Detection of four BH-labeled normal deoxynucleotides (C: dCMP at 503.144, T: TMP at 518.144, A: dAMP at 527.155, G: dGMP at 543.151) and five BH-labeled DNA adducts (1,N⁶-etheno-dAMP at 551.156, 8-oxo-dGMP at 559.146, N²-ethyl-dGMP at 571.182, BP-A at 829.248, and BP-G at 845.245), along with an internal standard (N²-ethyl-d4-dGMP at 575.209) by MALDI-TOF-MS. A sample volume of 0.5 μL containing 50 fmol each of these compounds, that was also 0.5 mg/mL in α-cyano-4-hydroxycinnamic acid (CCA matrix) in 50% in acetonitrile, was deposited manually onto a stainless steel plate (AB SCIEX V70066), and the spectrum was summed from 50 laser pulses on a MALDI-TOF-MS (AB SCIEX Voyager DE STR) in the reflectron mode.

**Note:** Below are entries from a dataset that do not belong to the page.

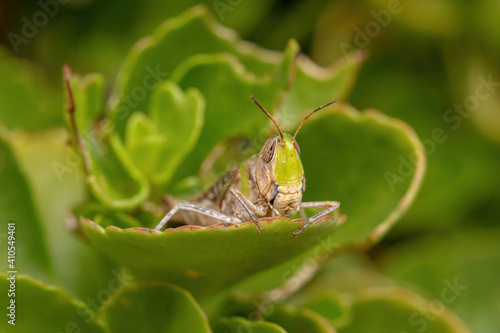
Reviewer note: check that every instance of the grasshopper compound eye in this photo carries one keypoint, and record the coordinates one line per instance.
(269, 149)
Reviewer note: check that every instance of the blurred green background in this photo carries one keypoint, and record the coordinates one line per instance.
(434, 64)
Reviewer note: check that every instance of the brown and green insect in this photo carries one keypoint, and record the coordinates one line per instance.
(268, 184)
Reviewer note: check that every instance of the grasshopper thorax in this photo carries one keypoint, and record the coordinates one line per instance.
(280, 175)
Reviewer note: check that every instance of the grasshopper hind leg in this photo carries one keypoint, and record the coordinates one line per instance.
(330, 207)
(189, 206)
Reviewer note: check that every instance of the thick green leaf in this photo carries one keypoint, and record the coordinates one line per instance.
(185, 256)
(27, 100)
(298, 321)
(53, 171)
(157, 56)
(438, 17)
(165, 51)
(356, 297)
(400, 310)
(113, 177)
(153, 307)
(17, 206)
(355, 158)
(159, 143)
(41, 308)
(456, 270)
(238, 324)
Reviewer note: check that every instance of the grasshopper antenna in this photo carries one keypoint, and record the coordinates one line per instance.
(310, 114)
(270, 117)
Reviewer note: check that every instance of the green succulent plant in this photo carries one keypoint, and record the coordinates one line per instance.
(182, 95)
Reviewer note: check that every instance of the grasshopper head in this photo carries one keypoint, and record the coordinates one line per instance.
(279, 169)
(279, 172)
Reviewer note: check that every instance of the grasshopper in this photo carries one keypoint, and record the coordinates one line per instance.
(268, 184)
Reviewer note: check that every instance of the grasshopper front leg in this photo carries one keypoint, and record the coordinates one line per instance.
(186, 205)
(331, 206)
(252, 211)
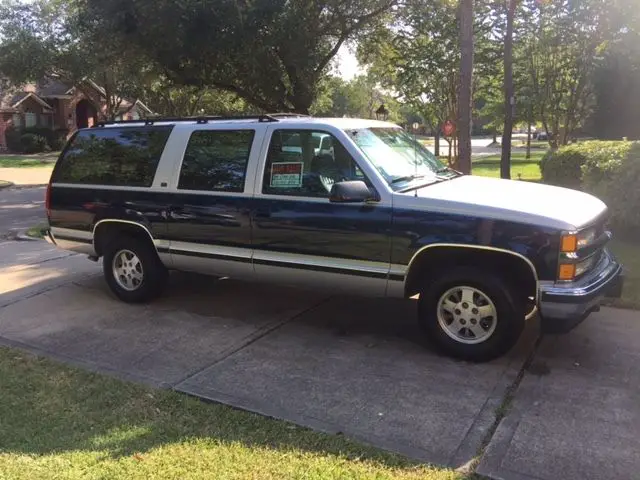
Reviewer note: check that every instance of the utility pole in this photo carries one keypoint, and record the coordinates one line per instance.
(509, 92)
(465, 95)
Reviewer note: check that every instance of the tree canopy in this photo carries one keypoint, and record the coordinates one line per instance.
(271, 53)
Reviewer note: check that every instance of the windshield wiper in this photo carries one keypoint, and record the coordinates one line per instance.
(408, 178)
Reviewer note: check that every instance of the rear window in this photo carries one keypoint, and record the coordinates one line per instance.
(216, 160)
(113, 156)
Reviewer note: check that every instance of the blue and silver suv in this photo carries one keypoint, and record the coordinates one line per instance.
(346, 205)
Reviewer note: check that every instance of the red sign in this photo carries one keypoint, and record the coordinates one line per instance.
(448, 128)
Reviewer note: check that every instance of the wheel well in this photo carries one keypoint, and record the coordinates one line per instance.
(435, 259)
(106, 231)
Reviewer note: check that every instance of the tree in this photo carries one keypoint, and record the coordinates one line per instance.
(52, 39)
(272, 54)
(465, 94)
(416, 55)
(562, 43)
(166, 99)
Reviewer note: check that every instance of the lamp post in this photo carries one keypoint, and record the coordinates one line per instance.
(382, 113)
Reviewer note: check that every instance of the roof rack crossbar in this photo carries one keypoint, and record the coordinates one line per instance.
(199, 120)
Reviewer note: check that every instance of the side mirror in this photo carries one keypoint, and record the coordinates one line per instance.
(351, 192)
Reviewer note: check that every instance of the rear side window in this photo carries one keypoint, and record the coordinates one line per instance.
(216, 160)
(113, 156)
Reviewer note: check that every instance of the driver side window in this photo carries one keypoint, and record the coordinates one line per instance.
(306, 163)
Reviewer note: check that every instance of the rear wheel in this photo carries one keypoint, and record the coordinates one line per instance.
(133, 270)
(471, 315)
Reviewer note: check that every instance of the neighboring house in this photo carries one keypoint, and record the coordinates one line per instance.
(54, 104)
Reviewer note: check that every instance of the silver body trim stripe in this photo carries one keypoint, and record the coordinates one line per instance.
(72, 233)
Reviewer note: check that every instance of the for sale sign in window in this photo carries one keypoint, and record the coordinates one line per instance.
(286, 175)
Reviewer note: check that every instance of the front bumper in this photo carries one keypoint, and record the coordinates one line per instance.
(564, 306)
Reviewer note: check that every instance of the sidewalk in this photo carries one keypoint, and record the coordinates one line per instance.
(26, 176)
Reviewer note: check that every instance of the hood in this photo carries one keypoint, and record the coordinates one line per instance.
(510, 200)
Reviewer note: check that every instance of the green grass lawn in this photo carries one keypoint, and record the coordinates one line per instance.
(28, 161)
(521, 167)
(37, 231)
(628, 253)
(60, 422)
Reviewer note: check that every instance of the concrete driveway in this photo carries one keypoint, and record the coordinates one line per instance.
(342, 364)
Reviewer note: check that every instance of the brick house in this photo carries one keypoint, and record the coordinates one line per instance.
(56, 105)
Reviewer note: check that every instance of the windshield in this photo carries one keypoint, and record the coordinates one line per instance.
(397, 156)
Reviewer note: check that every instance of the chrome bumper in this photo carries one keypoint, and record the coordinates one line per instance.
(564, 306)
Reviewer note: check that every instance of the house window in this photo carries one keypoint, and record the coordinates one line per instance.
(30, 119)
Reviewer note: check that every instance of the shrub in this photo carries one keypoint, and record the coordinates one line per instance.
(32, 143)
(564, 167)
(59, 139)
(52, 136)
(12, 136)
(615, 179)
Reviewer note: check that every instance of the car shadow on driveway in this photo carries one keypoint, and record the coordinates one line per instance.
(347, 365)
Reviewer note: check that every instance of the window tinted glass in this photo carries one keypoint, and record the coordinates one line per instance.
(309, 169)
(113, 156)
(216, 160)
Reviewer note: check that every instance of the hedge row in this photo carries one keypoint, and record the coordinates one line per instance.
(608, 170)
(35, 139)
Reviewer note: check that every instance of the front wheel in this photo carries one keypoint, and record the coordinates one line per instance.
(471, 315)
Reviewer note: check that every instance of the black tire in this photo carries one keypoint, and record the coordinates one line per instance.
(154, 273)
(509, 321)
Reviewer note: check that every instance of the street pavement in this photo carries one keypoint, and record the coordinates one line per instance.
(343, 364)
(27, 176)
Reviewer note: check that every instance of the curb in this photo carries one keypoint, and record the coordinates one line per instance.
(21, 236)
(13, 186)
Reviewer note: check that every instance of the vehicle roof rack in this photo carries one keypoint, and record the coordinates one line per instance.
(199, 120)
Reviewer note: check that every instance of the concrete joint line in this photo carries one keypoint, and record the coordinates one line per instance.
(252, 338)
(503, 409)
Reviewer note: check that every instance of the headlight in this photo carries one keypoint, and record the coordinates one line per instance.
(573, 242)
(586, 237)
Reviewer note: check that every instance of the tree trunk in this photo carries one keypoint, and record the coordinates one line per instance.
(509, 93)
(529, 139)
(465, 13)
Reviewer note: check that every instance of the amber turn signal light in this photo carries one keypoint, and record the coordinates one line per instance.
(569, 243)
(567, 271)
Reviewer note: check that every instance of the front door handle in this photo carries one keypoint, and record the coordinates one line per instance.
(262, 214)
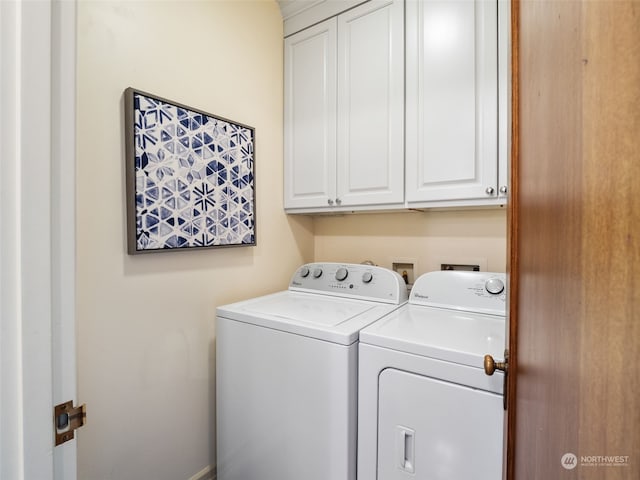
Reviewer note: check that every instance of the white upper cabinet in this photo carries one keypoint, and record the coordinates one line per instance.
(310, 117)
(452, 103)
(344, 111)
(370, 167)
(370, 128)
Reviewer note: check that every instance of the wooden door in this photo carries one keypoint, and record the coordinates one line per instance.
(574, 225)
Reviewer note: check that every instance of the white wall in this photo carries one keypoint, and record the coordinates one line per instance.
(146, 322)
(428, 238)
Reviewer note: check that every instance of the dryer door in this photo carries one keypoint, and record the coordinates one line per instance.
(434, 430)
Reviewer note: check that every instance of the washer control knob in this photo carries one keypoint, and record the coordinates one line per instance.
(494, 286)
(341, 274)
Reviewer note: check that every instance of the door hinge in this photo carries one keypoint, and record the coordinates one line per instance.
(67, 419)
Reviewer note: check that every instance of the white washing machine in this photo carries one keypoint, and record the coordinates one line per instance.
(426, 408)
(286, 368)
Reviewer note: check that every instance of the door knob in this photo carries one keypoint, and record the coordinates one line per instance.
(490, 365)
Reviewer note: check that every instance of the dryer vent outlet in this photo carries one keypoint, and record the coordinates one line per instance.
(407, 271)
(455, 266)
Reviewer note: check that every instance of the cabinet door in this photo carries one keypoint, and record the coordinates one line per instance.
(370, 166)
(310, 117)
(452, 150)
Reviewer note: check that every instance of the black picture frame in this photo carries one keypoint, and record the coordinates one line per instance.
(190, 177)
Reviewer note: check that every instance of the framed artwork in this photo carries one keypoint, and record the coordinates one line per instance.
(190, 177)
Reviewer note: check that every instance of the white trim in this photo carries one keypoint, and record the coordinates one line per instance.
(11, 431)
(63, 155)
(207, 473)
(37, 161)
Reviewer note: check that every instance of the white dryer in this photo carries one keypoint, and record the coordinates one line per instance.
(426, 408)
(286, 368)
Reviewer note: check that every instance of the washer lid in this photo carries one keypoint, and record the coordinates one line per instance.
(449, 335)
(324, 317)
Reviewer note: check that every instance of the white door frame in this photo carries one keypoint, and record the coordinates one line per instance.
(37, 235)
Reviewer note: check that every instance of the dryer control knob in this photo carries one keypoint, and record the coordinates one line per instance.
(341, 274)
(494, 286)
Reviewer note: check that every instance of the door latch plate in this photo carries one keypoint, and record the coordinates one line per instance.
(67, 419)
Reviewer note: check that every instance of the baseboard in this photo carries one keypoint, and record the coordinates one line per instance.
(207, 473)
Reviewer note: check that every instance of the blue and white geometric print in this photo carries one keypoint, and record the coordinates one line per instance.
(193, 178)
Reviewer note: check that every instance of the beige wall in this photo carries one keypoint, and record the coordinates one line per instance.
(145, 323)
(424, 238)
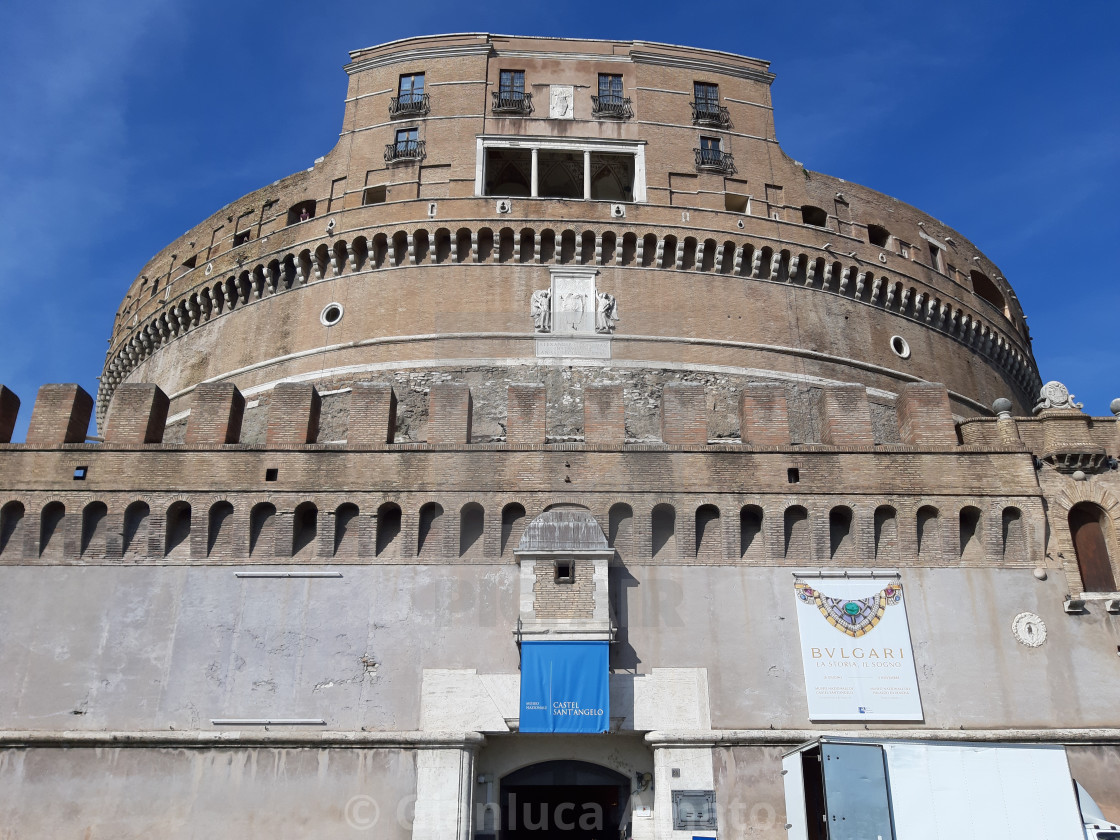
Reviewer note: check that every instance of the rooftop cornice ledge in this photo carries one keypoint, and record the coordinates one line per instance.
(454, 50)
(701, 65)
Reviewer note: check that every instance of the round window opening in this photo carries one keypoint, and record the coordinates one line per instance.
(332, 314)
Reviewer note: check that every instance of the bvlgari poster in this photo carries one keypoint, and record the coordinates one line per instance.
(856, 650)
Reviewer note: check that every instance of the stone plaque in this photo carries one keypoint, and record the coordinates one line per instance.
(561, 102)
(572, 301)
(574, 347)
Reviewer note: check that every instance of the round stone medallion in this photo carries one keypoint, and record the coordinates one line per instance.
(1028, 630)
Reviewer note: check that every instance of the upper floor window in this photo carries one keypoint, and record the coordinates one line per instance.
(411, 87)
(408, 146)
(610, 87)
(609, 101)
(410, 99)
(511, 96)
(603, 170)
(711, 156)
(878, 235)
(512, 84)
(706, 108)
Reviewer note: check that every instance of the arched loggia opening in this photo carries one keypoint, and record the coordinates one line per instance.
(1088, 526)
(566, 799)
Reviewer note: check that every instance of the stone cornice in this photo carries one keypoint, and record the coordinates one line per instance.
(422, 54)
(703, 66)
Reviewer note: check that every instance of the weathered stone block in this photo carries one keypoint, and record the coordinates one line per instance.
(449, 410)
(215, 414)
(683, 414)
(604, 414)
(924, 416)
(294, 414)
(846, 417)
(764, 416)
(524, 416)
(372, 414)
(138, 414)
(61, 416)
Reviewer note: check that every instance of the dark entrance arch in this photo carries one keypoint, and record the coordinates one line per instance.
(569, 800)
(1086, 526)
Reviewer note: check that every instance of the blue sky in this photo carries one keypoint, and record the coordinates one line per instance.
(129, 121)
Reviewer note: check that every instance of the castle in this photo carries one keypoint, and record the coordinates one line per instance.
(556, 361)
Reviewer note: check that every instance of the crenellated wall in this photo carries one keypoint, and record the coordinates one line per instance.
(762, 266)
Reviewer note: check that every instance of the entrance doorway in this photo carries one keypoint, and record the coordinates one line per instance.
(563, 801)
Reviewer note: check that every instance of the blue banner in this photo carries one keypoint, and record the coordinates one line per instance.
(565, 687)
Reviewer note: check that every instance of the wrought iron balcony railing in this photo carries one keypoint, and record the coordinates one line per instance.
(404, 150)
(409, 104)
(721, 161)
(708, 112)
(513, 102)
(612, 106)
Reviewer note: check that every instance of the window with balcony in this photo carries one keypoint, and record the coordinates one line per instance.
(609, 102)
(711, 156)
(706, 108)
(408, 147)
(511, 98)
(410, 99)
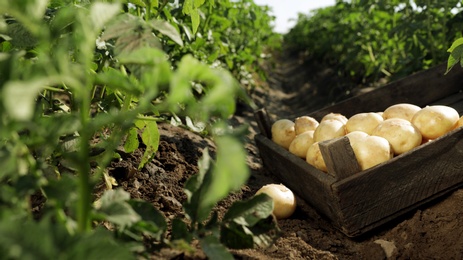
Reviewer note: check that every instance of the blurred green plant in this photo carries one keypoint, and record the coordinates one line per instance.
(369, 40)
(76, 78)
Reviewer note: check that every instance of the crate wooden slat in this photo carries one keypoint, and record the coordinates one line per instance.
(360, 202)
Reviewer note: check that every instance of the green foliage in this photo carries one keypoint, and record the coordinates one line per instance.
(246, 223)
(456, 54)
(79, 76)
(370, 40)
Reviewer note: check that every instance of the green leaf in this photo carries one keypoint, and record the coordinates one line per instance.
(230, 171)
(214, 249)
(19, 97)
(131, 142)
(116, 80)
(131, 32)
(143, 56)
(249, 222)
(194, 14)
(234, 236)
(150, 137)
(250, 211)
(456, 54)
(180, 231)
(101, 13)
(167, 29)
(115, 208)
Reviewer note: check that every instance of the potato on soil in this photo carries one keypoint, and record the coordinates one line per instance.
(301, 144)
(305, 123)
(284, 201)
(459, 122)
(401, 134)
(435, 121)
(336, 116)
(314, 157)
(364, 122)
(329, 129)
(402, 110)
(283, 132)
(370, 150)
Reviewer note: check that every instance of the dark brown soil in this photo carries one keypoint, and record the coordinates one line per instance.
(433, 232)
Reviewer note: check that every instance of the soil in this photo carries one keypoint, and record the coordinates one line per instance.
(295, 87)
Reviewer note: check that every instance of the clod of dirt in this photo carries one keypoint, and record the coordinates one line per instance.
(388, 247)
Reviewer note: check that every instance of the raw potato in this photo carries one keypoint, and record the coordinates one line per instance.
(284, 201)
(403, 110)
(401, 134)
(305, 123)
(356, 136)
(336, 116)
(460, 122)
(329, 129)
(301, 144)
(314, 157)
(283, 132)
(364, 122)
(370, 150)
(435, 121)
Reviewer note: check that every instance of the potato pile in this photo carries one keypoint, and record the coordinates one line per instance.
(375, 137)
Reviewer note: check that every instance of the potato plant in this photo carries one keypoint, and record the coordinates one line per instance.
(73, 71)
(366, 41)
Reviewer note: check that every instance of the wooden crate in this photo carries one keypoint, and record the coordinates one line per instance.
(358, 203)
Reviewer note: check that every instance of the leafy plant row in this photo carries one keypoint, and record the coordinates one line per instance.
(371, 40)
(77, 77)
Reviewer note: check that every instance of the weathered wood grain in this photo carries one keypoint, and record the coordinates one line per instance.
(421, 88)
(339, 158)
(359, 202)
(304, 180)
(402, 182)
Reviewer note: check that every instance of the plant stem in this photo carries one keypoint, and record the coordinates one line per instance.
(84, 191)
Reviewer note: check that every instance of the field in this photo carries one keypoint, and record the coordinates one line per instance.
(127, 127)
(432, 232)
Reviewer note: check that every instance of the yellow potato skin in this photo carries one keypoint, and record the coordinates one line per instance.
(340, 117)
(371, 150)
(329, 129)
(314, 157)
(283, 132)
(435, 121)
(402, 110)
(284, 201)
(305, 123)
(365, 122)
(401, 134)
(301, 144)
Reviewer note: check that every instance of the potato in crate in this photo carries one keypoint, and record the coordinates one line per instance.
(359, 192)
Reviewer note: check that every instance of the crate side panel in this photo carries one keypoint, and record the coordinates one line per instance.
(401, 183)
(421, 88)
(311, 185)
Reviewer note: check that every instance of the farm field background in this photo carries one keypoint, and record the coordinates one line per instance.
(127, 126)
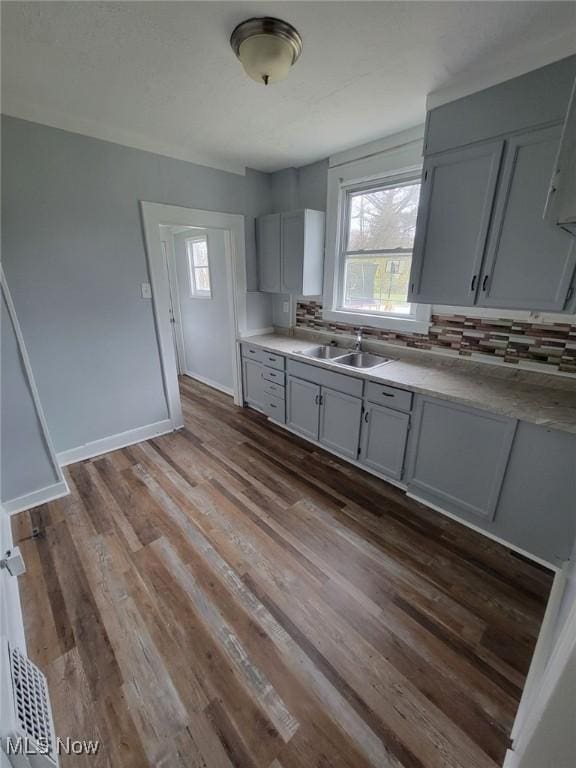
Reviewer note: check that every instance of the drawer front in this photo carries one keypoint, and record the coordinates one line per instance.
(391, 397)
(270, 374)
(341, 382)
(253, 353)
(271, 388)
(275, 408)
(273, 361)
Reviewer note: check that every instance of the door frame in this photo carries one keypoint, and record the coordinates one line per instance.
(232, 224)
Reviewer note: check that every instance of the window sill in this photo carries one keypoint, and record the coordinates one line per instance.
(410, 324)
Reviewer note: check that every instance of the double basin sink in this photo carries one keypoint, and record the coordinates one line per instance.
(339, 356)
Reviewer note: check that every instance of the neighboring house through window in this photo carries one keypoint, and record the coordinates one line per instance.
(199, 266)
(371, 223)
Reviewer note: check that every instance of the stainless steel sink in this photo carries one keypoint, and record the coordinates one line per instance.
(361, 360)
(324, 352)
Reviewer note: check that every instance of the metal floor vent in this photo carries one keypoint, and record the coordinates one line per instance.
(28, 732)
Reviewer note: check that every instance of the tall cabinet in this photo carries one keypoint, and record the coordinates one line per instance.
(291, 252)
(481, 236)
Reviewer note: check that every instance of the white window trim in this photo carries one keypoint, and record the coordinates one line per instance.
(197, 293)
(400, 160)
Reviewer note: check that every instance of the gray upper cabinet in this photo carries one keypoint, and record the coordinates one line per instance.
(529, 263)
(303, 407)
(268, 236)
(340, 417)
(561, 202)
(458, 190)
(458, 457)
(291, 252)
(383, 443)
(481, 234)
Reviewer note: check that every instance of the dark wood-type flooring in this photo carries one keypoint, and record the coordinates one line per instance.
(230, 595)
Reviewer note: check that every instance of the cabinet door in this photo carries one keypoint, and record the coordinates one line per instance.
(340, 417)
(292, 251)
(254, 390)
(456, 200)
(303, 407)
(384, 434)
(268, 243)
(458, 457)
(529, 263)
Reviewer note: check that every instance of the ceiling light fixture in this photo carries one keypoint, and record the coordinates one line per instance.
(267, 48)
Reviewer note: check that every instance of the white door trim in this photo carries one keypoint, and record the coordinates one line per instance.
(156, 214)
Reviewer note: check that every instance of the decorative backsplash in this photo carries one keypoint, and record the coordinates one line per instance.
(510, 341)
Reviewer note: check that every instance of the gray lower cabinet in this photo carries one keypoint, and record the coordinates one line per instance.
(536, 506)
(458, 457)
(254, 384)
(303, 407)
(383, 442)
(528, 263)
(340, 417)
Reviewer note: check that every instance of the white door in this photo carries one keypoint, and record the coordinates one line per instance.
(202, 275)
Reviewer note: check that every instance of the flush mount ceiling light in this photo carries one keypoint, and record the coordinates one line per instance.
(267, 48)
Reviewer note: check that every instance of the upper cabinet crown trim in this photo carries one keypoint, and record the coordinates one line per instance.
(536, 98)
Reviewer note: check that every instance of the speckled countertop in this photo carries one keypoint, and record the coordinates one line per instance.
(540, 398)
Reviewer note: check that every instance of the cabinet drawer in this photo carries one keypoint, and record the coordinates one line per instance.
(273, 361)
(253, 353)
(272, 375)
(271, 388)
(341, 382)
(391, 397)
(275, 408)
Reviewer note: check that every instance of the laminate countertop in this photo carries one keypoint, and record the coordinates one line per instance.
(539, 398)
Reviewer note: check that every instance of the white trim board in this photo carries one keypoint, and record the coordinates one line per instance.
(114, 442)
(154, 215)
(34, 499)
(210, 383)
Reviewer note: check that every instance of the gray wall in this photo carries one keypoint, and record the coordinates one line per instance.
(291, 189)
(25, 461)
(74, 256)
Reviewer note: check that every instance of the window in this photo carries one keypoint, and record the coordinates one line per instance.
(198, 267)
(378, 225)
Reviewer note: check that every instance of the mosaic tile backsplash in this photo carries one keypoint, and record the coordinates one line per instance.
(512, 341)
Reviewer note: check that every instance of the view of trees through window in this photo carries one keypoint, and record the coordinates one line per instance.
(378, 255)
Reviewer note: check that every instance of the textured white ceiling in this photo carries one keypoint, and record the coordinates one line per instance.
(161, 75)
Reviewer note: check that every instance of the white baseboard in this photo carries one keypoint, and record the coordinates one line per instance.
(34, 499)
(210, 383)
(114, 442)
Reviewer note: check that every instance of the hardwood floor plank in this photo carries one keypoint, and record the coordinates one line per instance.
(231, 595)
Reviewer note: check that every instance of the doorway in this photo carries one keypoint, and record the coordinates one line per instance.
(198, 281)
(200, 311)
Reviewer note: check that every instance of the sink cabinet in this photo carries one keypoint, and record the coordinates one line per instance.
(513, 480)
(340, 417)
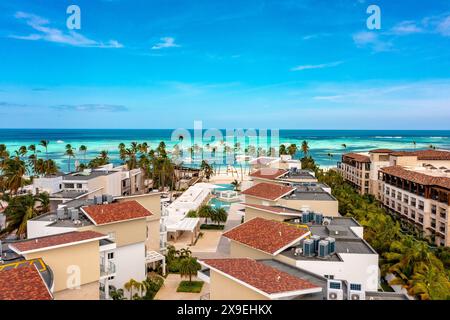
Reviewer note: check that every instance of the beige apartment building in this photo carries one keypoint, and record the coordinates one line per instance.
(76, 260)
(420, 196)
(309, 196)
(355, 168)
(411, 184)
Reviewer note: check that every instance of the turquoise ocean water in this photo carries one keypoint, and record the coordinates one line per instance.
(321, 142)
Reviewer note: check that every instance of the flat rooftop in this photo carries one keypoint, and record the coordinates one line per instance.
(67, 194)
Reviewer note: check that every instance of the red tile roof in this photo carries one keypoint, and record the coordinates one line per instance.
(266, 235)
(116, 212)
(269, 173)
(357, 157)
(268, 191)
(260, 276)
(417, 177)
(55, 240)
(424, 154)
(23, 283)
(273, 209)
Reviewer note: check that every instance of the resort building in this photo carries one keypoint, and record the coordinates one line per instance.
(25, 280)
(127, 223)
(355, 168)
(282, 176)
(269, 279)
(89, 183)
(361, 169)
(74, 265)
(331, 247)
(420, 195)
(313, 196)
(411, 184)
(193, 198)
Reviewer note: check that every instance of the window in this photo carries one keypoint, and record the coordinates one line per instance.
(433, 209)
(335, 285)
(421, 205)
(112, 236)
(355, 287)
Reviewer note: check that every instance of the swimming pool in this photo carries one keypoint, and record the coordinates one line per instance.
(216, 203)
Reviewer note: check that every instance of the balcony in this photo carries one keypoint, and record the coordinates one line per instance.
(107, 269)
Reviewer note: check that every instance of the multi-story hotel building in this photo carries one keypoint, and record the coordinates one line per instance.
(421, 196)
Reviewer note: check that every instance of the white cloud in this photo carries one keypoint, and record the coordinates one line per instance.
(371, 40)
(49, 34)
(316, 66)
(406, 27)
(166, 42)
(93, 107)
(443, 27)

BH, benzoylhistamine; dN (the deoxynucleoside part of a normal DNA mononucleotide); dN(X), a DNA adduct; BP-A, benzo[a]pyrene diolepoxide adduct of dAMP; BP-G, benzo[a]pyrene diolepoxide adduct of dGMP. The observed masses matched the exact masses exactly except for A (exact mass 527.156), ethyl-G-d4 (527.207), and BP-A (829.250). Internal calibration was done: the peaks for C, BP-G, and etheno-A were employed, but their masses were allowed to vary in the calculation.